Get all laptop posts inforamtion from kijiji website:link

Define kijiji item in items.py

class KijijiItem(scrapy.Item):
    title = scrapy.Field()
    price = scrapy.Field()
    date = scrapy.Field()
    brand = scrapy.Field()

Define spider with CrawlSpider

from scrapy.spider import CrawlSpider, Rule
from scrapy.linkextractors import LinkExtractor
from scrapy.exceptions import CloseSpider
from tutorial.items import KijijiItem


class KijijiSpider_ex(CrawlSpider):
    name = "kijiji_ex"
    item_count = 0
    allowed_domain = ["www.kijiji.ca"]
    start_urls = ["http://www.kijiji.ca/b-laptops/edmonton/c773l1700203"]

    rules = {
        # For next page
        Rule(LinkExtractor(allow=(), restrict_xpaths=('//a[@title="Next"]'))),
        # For each item
        Rule(
            LinkExtractor(allow=(),
                          restrict_xpaths=(
                              '//div[@data-ad-id]//div[@class="title"]/a')
                          ),
            callback="parse_item",
            follow=False)
    }

    def parse_item(self, response):
        kijiji_item = KijijiItem()
        ad_info = response.xpath('//table[@class="ad-attributes"]//tr')
        kijiji_item["date"] = ad_info[0].xpath("./td/text()").extract_first()
        kijiji_item["price"] = ad_info[1].xpath(
            './/span[@itemprop="price"]/strong/text()').extract_first()
        kijiji_item["brand"] = ad_info.xpath(
            '//span[@itemprop="brand"]/text()').extract_first()
        kijiji_item["title"] = response.xpath(
            '//span[@itemprop="name"]/h1/text()').extract_first()
        self.item_count += 1
        if self.item_count > 1000:
                raise CloseSpider('item_exceeded')
        yield kijiji_item

Define a pipeline in pipelines.py

class CSStaffPipelineKijijiMongo(object):
    mongo_collection_name = "kijiji_item"
    def __init__(self,mongo_server,mongo_port,mongo_db):
        self.mongo_server = mongo_server
        self.mongo_port = mongo_port
        self.mongo_db = mongo_db

        log.msg('CSStaffPipelineEx3Mongo Init')

    @classmethod
    def from_crawler(cls,crawler):
        return cls(
            mongo_server= crawler.settings.get('MONGODB_SERVER'),
            mongo_port= crawler.settings.get('MONGODB_PORT'),
            mongo_db = crawler.settings.get("MONGODB_DB")
        )


    def open_spider(self, spider):
        self.client = pymongo.MongoClient(self.mongo_server,
                                          self.mongo_port)
        self.db = self.client[self.mongo_db]

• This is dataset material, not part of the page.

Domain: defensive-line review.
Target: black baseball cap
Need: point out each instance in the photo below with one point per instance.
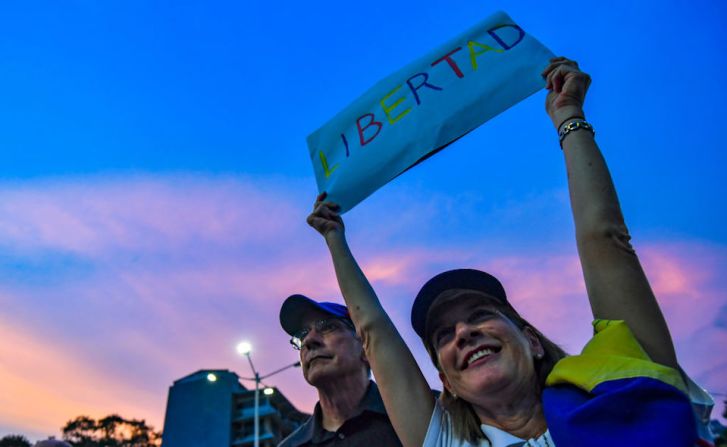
(297, 307)
(453, 279)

    def close_spider(self,spider):
        log.msg('close spider')
        self.client.close()

    def process_item(self,item,spider):
        self.db[self.mongo_collection_name].insert(dict(item))
        log.msg("add"+item,level=log.DEBUG,spider=spider)
        return item

Dont't forget enable you pipeline in setting.py